The VAT tribunal held that BT could deduct the input tax paid on transportation costs. The Commissioners successfully appealed to the High Court, but that decision was reversed on BT's appeal to the Court of Appeal.

Michael Kent QC and Nicholas Randall (Solicitor for the Customs and Excise) for the Commissioners; David Milne QC and Rupert Baldry (Solicitor to British Telecommunications) for BT.

Lord Slynn said that the courts had been concerned in a number of previous cases with the task of deciding whether the provision of goods or services was one supply or two or more separate supplies.

On the authorities, namely British Airways plc v Customs and Excise Commissioners [1990] STC 643, Bophthatswana National Commercial Corp Ltd v Customs and Excise Commissioners [1993] STC 702, Customs and Excise Commissioners v Leighton [1997] STC 458, Commissioners of the Eurpoean Communities v United Kingdom [1998] ECR 817, Customs and Excise Commissioners v Wellington Private Hospital Ltd [19997] STC 445, and Card Protection Plan v Commissioners of Customs and Excise (unreported, Case C-349/96) it was clear that the fact that one "package price" was charged without separate charge for individual supplies being specified did not prevent there being two separate supplies for VAT purposes.

The fact that separate charges were identified in a contract or on an invoice did not on a consideration of all the circumstances necessarily prevent the various supplies from constituting one composite transaction, nor did it prevent one supply from being ancillary to another supply which for VAT purposes was the dominant supply.
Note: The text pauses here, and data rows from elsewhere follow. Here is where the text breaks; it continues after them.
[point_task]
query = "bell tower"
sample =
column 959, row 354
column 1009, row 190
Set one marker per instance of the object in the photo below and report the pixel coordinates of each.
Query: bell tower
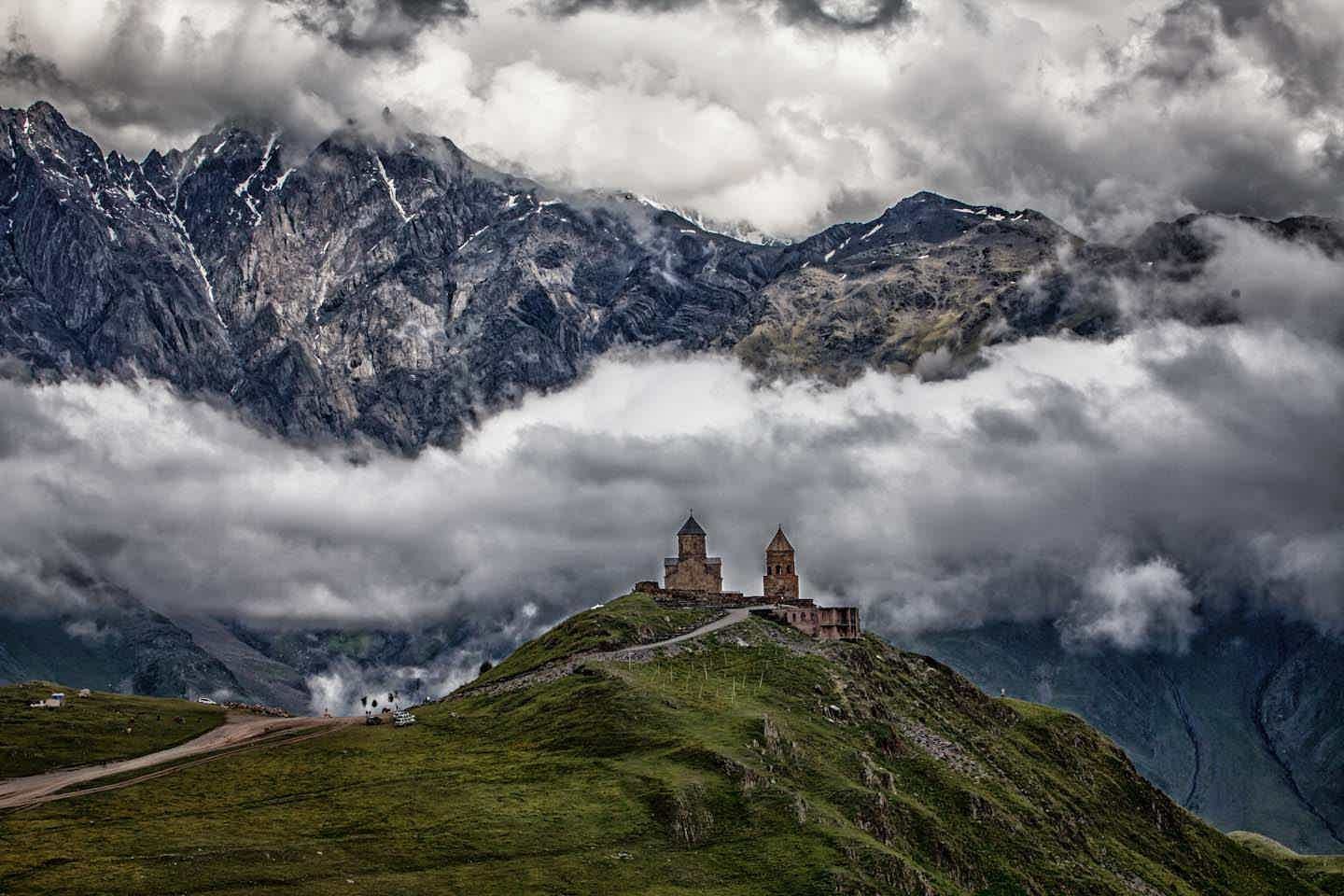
column 781, row 581
column 691, row 569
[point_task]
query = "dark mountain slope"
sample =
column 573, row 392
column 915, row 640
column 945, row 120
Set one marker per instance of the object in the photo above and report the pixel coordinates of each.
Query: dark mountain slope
column 1243, row 728
column 396, row 289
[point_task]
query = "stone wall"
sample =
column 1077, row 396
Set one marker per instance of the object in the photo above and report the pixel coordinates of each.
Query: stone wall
column 693, row 574
column 824, row 623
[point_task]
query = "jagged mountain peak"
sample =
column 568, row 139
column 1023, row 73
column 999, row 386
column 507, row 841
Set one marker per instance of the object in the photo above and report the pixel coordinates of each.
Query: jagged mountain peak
column 385, row 284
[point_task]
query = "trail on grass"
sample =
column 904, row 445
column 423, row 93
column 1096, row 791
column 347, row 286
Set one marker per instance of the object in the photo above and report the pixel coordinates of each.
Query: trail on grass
column 637, row 653
column 238, row 734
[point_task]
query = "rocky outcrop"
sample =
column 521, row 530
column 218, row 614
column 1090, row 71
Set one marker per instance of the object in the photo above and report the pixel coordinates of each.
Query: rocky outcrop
column 394, row 289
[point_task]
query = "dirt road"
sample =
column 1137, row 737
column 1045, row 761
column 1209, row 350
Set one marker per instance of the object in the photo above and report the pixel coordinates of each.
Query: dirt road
column 240, row 733
column 636, row 653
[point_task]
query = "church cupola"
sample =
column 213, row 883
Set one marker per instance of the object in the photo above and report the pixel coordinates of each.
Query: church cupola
column 690, row 539
column 781, row 580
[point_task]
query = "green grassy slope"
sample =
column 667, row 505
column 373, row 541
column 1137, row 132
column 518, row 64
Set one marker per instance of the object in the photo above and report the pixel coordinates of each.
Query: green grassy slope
column 1325, row 872
column 91, row 730
column 776, row 767
column 625, row 621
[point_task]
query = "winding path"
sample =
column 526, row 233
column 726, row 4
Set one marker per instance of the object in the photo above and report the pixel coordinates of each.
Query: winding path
column 240, row 733
column 561, row 668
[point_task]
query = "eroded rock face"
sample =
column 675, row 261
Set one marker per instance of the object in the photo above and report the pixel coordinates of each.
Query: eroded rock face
column 394, row 289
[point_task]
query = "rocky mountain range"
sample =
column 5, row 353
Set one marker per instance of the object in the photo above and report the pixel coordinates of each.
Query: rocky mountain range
column 384, row 285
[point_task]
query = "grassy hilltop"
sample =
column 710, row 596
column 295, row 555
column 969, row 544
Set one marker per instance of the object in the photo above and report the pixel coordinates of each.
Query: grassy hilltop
column 101, row 727
column 751, row 761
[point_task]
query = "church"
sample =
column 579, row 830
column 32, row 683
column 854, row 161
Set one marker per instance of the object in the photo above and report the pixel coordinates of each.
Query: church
column 693, row 578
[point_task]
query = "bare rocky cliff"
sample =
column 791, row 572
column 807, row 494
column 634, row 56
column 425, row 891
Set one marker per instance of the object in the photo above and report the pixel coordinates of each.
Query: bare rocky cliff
column 397, row 290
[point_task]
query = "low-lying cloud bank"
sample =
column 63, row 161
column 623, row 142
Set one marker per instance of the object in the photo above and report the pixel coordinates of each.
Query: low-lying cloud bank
column 806, row 112
column 1124, row 489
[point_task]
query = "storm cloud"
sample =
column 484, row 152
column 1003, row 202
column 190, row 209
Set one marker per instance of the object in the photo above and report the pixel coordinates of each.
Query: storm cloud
column 1123, row 489
column 1103, row 116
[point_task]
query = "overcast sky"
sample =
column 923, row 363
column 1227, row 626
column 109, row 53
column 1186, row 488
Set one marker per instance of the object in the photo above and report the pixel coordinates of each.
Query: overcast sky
column 790, row 115
column 1126, row 489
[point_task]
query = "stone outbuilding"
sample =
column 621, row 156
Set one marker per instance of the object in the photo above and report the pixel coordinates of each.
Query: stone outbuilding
column 693, row 578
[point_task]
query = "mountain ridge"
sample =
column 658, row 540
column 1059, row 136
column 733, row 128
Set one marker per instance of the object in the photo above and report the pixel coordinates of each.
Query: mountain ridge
column 397, row 290
column 842, row 767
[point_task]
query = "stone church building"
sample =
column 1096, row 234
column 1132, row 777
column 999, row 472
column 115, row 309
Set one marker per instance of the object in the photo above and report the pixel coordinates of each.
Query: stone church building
column 693, row 578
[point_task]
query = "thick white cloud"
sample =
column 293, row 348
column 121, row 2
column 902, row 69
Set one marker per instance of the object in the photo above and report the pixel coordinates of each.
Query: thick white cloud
column 1106, row 485
column 1101, row 115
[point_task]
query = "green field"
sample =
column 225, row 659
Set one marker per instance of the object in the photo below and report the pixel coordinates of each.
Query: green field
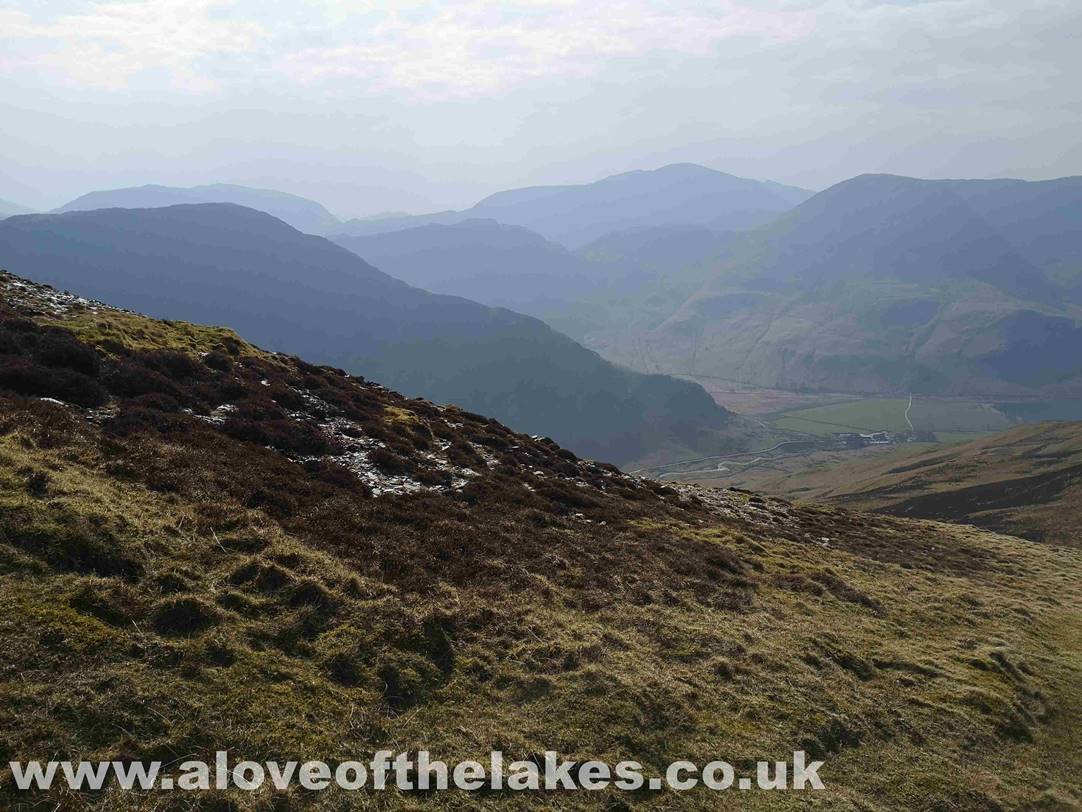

Even though it might be desirable to approach each supply as though it were a separate supply and even though each supply in a composite transaction might be an independent separate supply, the essential features of a transaction might show that one supply was ancillary to another, and that it was the latter which for VAT purposes was to be treated as the supply.

If the transaction in the present case were looked at as a matter of commercial reality, there was one contract for a delivered car: it was artificial to split the various parts of the transaction into different supplies for VAT purposes. What BT wanted was a delivered car. The delivery was incidental or ancillary to the supply of the car, and it was only on or after delivery that property in the car passed.

The fact that delivery could have been arranged differently under a separate contract between BT and the transporter or by BT collecting the car itself did not mean that when there was a contract for a delivered car the two supplies must be kept separate.